For the mission, the team had developed an ultra-safe Triton submersible made of titanium, the "Limiting Factor." It can transport two into the depths, but often Vescovo did the dives alone. "It's a very intense experience that I enjoy," he explains. "Then there is only me, the machine and my surroundings." He spends up to 13 hours in the narrow capsule, limited only by the battery charge and his own physical endurance. "You certainly can't be claustrophobic," he says. "And you need to dress warmly; it gets freezing cold in the capsule."

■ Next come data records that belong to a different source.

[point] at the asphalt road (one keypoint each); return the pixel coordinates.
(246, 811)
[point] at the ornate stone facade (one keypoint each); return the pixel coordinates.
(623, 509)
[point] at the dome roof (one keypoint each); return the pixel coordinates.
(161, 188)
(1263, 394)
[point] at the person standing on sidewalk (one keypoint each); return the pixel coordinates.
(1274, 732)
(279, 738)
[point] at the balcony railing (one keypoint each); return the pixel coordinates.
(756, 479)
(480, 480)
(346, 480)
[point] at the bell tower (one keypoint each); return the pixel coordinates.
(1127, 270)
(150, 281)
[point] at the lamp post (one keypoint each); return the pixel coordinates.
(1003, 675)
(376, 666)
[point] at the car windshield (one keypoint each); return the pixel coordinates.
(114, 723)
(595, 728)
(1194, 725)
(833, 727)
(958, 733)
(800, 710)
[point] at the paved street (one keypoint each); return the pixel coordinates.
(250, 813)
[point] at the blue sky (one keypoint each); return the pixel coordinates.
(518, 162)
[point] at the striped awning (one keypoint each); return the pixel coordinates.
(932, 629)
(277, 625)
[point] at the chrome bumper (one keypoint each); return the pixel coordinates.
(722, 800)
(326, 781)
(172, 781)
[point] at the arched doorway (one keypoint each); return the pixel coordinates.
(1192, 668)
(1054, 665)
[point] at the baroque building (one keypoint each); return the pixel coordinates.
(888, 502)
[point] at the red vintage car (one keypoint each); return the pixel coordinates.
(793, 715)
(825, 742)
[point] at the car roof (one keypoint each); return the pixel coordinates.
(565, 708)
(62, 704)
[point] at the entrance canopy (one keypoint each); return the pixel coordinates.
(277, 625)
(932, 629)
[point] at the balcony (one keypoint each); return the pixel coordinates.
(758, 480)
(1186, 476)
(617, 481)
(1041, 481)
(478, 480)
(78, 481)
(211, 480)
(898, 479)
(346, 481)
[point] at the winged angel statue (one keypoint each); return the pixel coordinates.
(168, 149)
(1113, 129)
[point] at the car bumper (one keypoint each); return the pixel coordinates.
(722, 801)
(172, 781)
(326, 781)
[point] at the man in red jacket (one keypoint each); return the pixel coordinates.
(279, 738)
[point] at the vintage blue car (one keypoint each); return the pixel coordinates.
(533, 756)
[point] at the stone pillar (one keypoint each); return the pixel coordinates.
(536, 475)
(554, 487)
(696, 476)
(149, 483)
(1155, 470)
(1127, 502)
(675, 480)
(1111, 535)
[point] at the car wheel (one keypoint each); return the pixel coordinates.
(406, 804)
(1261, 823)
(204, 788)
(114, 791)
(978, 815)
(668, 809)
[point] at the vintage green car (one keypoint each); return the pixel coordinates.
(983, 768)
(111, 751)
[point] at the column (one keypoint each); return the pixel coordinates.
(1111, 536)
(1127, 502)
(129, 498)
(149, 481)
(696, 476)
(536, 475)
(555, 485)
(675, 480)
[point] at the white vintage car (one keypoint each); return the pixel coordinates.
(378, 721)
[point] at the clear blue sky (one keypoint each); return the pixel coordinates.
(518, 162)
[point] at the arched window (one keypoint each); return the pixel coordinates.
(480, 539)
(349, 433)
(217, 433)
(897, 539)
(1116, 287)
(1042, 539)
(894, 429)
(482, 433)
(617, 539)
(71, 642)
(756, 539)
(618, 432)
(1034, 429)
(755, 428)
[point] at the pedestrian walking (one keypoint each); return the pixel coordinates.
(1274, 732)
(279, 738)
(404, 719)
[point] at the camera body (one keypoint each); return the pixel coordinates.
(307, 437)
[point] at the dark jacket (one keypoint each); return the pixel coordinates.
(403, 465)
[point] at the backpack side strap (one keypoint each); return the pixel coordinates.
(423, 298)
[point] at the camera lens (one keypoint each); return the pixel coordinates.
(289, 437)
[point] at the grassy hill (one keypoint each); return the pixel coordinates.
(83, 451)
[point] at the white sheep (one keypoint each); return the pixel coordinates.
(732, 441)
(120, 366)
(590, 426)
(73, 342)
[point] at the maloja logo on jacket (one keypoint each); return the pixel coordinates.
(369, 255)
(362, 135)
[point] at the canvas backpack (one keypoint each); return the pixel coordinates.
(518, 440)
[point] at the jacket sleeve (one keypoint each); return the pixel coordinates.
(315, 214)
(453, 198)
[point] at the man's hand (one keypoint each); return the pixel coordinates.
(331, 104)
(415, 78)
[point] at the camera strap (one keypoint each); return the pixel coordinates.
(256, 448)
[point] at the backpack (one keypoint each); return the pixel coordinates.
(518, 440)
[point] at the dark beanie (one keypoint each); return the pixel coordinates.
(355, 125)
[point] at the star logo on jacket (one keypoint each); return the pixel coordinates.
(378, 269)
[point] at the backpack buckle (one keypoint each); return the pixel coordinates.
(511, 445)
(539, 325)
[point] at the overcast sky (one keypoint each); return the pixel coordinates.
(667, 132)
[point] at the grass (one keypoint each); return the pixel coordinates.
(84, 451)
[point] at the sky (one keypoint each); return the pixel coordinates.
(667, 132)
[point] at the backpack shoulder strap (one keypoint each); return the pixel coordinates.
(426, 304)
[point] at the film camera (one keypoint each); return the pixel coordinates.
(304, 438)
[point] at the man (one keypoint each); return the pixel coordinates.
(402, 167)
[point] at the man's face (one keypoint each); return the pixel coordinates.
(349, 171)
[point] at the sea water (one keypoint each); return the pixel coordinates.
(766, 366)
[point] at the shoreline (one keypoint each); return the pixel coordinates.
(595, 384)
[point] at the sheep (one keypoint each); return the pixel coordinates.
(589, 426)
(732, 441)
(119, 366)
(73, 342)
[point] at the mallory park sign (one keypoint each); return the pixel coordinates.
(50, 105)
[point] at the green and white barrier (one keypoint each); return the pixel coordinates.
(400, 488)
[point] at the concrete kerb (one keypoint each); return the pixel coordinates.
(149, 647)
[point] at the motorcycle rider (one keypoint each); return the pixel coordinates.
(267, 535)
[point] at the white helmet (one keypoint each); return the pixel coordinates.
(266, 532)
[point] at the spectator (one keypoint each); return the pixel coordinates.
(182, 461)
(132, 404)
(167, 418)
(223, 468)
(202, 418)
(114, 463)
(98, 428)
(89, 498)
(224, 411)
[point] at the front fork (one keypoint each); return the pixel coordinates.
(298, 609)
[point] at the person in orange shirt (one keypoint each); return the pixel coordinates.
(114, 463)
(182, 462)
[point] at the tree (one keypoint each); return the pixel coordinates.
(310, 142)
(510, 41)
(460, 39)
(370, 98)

The three hours that Vescovo can spend down on the seabed are an exercise in wonderment, in being amazed, for example, by the creatures that have adapted to this lightless, nutrient-poor environment. Vescovo has discovered some 40 new species during his dives. "In my opinion, some living creatures are a better fit for an alien planet than Earth," he says. High-resolution cameras film the environment nonstop, and three robotic probes collect water and soil samples. "The more we collect, the greater the chance that we will find something remarkable in the analyses later." However, what caught his attention most was a sad find: on the floor of the Mariana Trench, at a depth of almost 11,000 meters, he discovered waste. "Of course I was incredibly disillusioned. But what worries me even more is what I couldn't see: microplastics are in every ocean, at every depth, in every food chain."
With his spectacular expeditions, Vescovo promotes an awareness of the fact that the oceans are vulnerable. He makes all the data he collects available for research. His team continues to explore tens of thousands of square kilometers of the deep sea every month, supporting the "GEBCO 2030" project. His goal: to completely map the ocean floor.
Stefanie Hardick is a freelance journalist specializing in scientific and historical topics.